Montagnards & 9 yards proposal

Stephen Goranson goranson at DUKE.EDU
Mon Jan 19 15:57:22 UTC 2004


Two small questions and one bigger.

1. Doug Wilson, may I ask about your mention of "four instances in the book"?
Are you counting any besides those in the 1967 book hardbound page 161 (140
paperback ["full nine yards" and "...ninth yard"]) and 173 (150 pb ["The whole
nine yards."])? If so what?

2. A www.newspaperarchive.com search returned a supposed 6 May 1949
Friday "whole nine yards" in Chronicle Telegram, Elyria, Ohio. But is this
mistaken (perhaps for another Friday, 6 May 1994?), because it
includes "videotaped"
wedding. Also, if this Randall Cunningham is the football player (also married
to a Felicity), he wasn't born by 1949. How accurate is this?

3. More generally, I'm interested in why some etymologies become forgotten or
obscured. After all, looking in this 1967 book, one finds not only "full"
and "whole yards," and "Montagnards" and the latter as "Yards," but even
photographs of them. Speculating baselessly? When I brought this up on a list
of Southeast Asian scholars, a couple of years ago, I revived a debate about
whether the term "Montagnard" itself should be used, much less "Yard." And the
title "Doom Pussy" may be seen by some as tacky.
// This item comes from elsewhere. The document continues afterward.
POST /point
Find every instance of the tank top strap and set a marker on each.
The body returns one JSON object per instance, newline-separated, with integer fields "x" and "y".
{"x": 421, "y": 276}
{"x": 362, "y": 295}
I'm interested in the dynamics of group name origin forgetting, from an
etymology I have studied
in much more depth. There have been over the centuries 60 different proposals
(some with dozens of publications) for the etymology of "Essenes." (A "heresy"
name, a word in Greek soon after become negative; as also Hebrew "minut.")
Briefly, it turns out that the Hebrew source for the various Greek spellings
(of which English follows merely one) is present in some the, otherwise known
as Essene,
Dead Sea Scrolls, as a self-designation. Evidence is given by J. VanderKam and
me in two essays in The Dead Sea Scrolls After Fifty Years: A Comprehensive
Assessment v.2 (Leiden: Brill, 1999). I suppose this is not the forum to
discuss those ancient and modern factors which had obscured that etymology.
But,
may I ask: are there publications or examples on reluctance to acknowledge some
American dialect (especially group-name) etymologies? Thanks.